Six- and seven-figure deals were few. Zurich’s Galerie Gmurzynska sold a striking canvas awash in blue by Yves Klein for approximately $1 million on opening night. Chicago’s Richard Gray also sold a work by Roy Lichtenstein (recently the subject of a blockbuster retrospective at the city’s Art Institute) for seven figures as well. Two sources said New York’s Luhring Augustine sold a more than six-foot-long multicolored canvas featuring printed designs by Albert Oehlen for over $1 million, though the gallery declined to confirm.
“What we're seeing is a cautious environment,” said one exhibitor, noting that Chicago’s economy is intimately tied to the price of corn and cattle. “I think those who are connected to Chicago as a port of trade and people who socialize with those people get enough of the sense of uncertainty that it is bound to have an effect. As goes the pork belly market, so goes the art market in Chicago.”

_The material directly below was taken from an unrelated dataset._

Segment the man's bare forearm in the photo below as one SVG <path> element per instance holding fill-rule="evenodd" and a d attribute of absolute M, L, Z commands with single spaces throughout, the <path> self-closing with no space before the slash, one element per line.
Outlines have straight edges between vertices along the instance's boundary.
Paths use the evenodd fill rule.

Even in good times, however, Midwestern collectors are slower to buy, dealers say. “Chicagoans are a little more cautious,” dealer Sean Kelly said on opening night. “But they always come through in the end.” The question, of course, is whether they come through frequently enough, and on pricey enough works, to keep blue-chip dealers coming back. Shearburn said he “wouldn’t want to be involved” if the fair failed to lure back international powerhouse dealers such as Pace Gallery and David Zwirner, both of which have been uncharacteristically quiet about sales at the fair.

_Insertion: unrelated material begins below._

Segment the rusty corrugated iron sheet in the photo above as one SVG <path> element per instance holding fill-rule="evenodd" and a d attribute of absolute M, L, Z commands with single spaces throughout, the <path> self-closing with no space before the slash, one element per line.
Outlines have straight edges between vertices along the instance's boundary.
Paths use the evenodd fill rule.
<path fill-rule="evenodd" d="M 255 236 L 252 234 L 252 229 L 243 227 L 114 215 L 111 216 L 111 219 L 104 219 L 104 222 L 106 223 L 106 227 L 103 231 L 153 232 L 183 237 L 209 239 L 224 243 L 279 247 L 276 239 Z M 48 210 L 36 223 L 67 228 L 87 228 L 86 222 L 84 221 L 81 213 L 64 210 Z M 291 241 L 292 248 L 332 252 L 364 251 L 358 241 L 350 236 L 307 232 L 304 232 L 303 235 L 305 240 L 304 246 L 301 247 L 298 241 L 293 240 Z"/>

Yet serving as a trading floor for seven-figure pieces isn’t necessarily Expo Chicago’s raison d’etre, nor should it be, some dealers said. “Smaller, more regional fairs enable you to tap into a new client base that you might not see in London and Miami,” said New York’s Christopher D’Amelio. “You can't call the same 500 people all the time. Here, you see the people who aren't getting called.” And those people just might have an interesting point of view — not to mention money to spend. “There are a number of actual collectors here who do what they want rather than what they're told to do,” said London’s James Mayor, who already has plans to return to Expo next year. “America deserves a proper fair, and I think the place for it is Chicago.”